Asesinos seriales
Federico Urtaza
Me gustan las series de tele, pero me cansan; al menos las que van encadenadas (expresión muy apropiada también aplicable al espectador).
Habría que tomar nota de su popularidad (otra palabra a propósito) frente a la experiencia de ver cine en una sala de cine (permítaseme la redundancia, pero es necesaria).
Declaro, confieso (con jactancia) que prefiero leer libros de papel y ver películas en un cine a oscuras; lo asiento para dejar clara mi posición, no para atacar (esfuerzo necio) las nuevas tecnologías nada más porque sí).
Recordando al otrora profético (y aún certero) Marshall Mcluhan subrayo: el medio es el mensaje.
Pues sí, no es lo mismo instalarse en una butaca, esperar que la oscuridad invada la sala, soplarse hasta 20 minutos de escandalosos "avisos comerciales" y luego experimentar la visión de una película, que apoltronarse frente a un televisor a una hora predeterminada, sintonizar el canal predeterminado, reconocer la música y las imágenes características de la serie adoptada, preparados con alimentos y bebidas y adminículos diversos (celulares, cortaúñas y vaya uno a imaginar qué más) para disfrutar a saltos un episodio articulado para insertar algunos avisos comerciales (útiles para reabasto, viajes al baño y vaya uno a imaginar qué más).
Claro que abundan argumentos que favorecen elegir la familiar pero controlada incomodidad que implica ver la tele, pero nunca derrotará razonablemente los que defienden ver cine en el cine.

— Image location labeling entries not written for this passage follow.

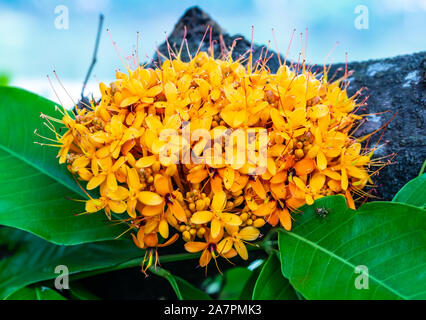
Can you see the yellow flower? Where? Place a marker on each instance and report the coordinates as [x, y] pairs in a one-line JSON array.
[[216, 217]]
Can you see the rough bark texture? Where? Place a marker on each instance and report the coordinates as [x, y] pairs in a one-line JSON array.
[[396, 85]]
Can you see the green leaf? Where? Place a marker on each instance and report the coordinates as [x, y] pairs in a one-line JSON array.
[[235, 280], [271, 285], [34, 188], [247, 291], [79, 292], [183, 289], [413, 192], [34, 259], [324, 258], [36, 293]]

Insisto, no soy enemigo de la tele, pero prefiero algo más gratificante.
Si bien las series responden al requerimiento aristotélico "prohibido aburrir", por hacerlo de manera tan rigurosa tienden a multiplicar la oferta de historias forzadas, improbables, delirantes, aparatosas y con frecuencia incoherentes pero estremecedoras.
A todos nos gusta una buena historia, pero como todo en la vida debe llegar a un fin, y esto parece incomodarnos y hasta angustiarnos. El final de un relato nos recuerda que todo ha de perecer (¿nota el lector mi pudoroso evitar la palabra "moire"?). Y la serie (que en su nombre lleva pecado) se compone de eslabones de una cadena con la que nos atamos a la ilusión de que se puede vivir digamos que una eternidad.

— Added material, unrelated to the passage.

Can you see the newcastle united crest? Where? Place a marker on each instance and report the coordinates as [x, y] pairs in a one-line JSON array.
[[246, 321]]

La prolongación de un tema casi hasta el infinito, sin embargo, sólo pospone el final; aquí literalmente podemos hablar de entretenimiento.
Además, la serie en tele nos salta y asalta (la luz, ya se sabe, va de la pantalla a los ojos y al cerebro); en el cine la luz va a la pantalla y el ojo mira lo que ahí sucede, con lo que el espectador de muchas maneras es más activo que frente a la tele que lo baña/bombardea.
Así las exigencias narrativas de la tele se limitan a un mínimo que asegure la atención sensitiva, que casi nunca intelectual y ni siquiera afectiva.
Las estructuras a las que recurren los escritores de series se apoyan en criterios de producción; no es extraño que con el auge de las series se haya empatado en una persona el escritor y el productor y hasta el director.
Se ha apostado mejor por los personajes que por las historias. Lo importante es que el personaje funcione.
Y donde no hay historia el personaje es escenografía, es un espejo donde se supone que veremos un reflejo fiel. El personaje, de esa manera, es reiterativo y esto está muy lejos de ser elemento de desafío para el espectador.
El personaje atrae la atención cual hoja al viento revoloteando en caída implacable hacia un mundo en llamas; ha dejado de ser aquél a quienes los dioses castigan, pero que se rebela contra su destino, pues ya no se rebela. Y eso es lo que vemos en la tele. El hombre ha muerto y lo suplen los personajes.